Po słabym październiku, w listopadzie oczekuje się, że w sektorach pozarolniczych pojawiło się 195 tys. etatów, a w sektorze prywatnym 200 tys. Niemniej stopa bezrobocia mogła wzrosnąć do 4,2 proc., a dynamika płacy godzinowej wyhamować do 3,9 proc. r/r. Jak te dane mogą wpłynąć na rynek? Ostatnie odczyty ISM wypadły mieszanie - lepszy przemysł, ale słabsze usługi. Wprawdzie Jerome Powell przyznał, że FED nie musi się spieszyć z cięciami stóp, to jednak rynki zwiększyły w ostatnich dniach swoje oczekiwania, co do skali cięć stóp, a dolar nieco się osłabił. Jeżeli dzisiejsze odczyty z rynku pracy nawet nieznacznie rozczarują, to rynek potraktuje to jako pretekst do dalszego osłabienia dolara.

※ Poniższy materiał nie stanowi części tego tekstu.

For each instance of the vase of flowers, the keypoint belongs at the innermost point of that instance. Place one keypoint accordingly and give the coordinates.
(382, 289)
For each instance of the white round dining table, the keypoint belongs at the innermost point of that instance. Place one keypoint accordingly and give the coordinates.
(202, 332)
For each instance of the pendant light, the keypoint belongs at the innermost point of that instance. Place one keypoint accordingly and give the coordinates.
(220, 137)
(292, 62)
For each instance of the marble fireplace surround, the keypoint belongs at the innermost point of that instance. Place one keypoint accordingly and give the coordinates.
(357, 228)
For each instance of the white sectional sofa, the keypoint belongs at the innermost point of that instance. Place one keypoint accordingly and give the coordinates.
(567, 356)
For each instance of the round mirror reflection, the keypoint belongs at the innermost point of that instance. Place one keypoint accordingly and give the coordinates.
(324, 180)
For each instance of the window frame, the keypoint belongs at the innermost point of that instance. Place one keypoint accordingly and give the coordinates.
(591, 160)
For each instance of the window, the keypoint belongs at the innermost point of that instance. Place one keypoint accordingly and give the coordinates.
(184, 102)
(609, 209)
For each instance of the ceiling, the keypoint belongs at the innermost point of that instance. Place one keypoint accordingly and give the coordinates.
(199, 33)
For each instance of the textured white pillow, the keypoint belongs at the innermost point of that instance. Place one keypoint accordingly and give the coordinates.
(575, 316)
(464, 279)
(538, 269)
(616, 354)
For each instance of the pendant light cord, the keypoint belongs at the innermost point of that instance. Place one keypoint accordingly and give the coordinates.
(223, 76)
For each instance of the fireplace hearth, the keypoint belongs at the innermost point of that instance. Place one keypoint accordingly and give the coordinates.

W piątek w gronie najsłabszych walut są Antypody, co pokazuje rollercoaster w ostatnich dniach na rynku AUD i NZD. Wciąż słabo wypada też japoński jen. Względnie stabilnie jest na euro i funcie. W kalendarzu makro poza danymi Departamentu Pracy USA dostaniemy też dane o nastrojach amerykańskich konsumentów sporządzane przez Unwersytet w Michigan. Poza tym o godz. 11:00 odczyt PKB ze strefy euro, a o godz. 14:30 dane z rynku pracy w Kanadzie.

EURUSD - czy formacja zacznie się realizować?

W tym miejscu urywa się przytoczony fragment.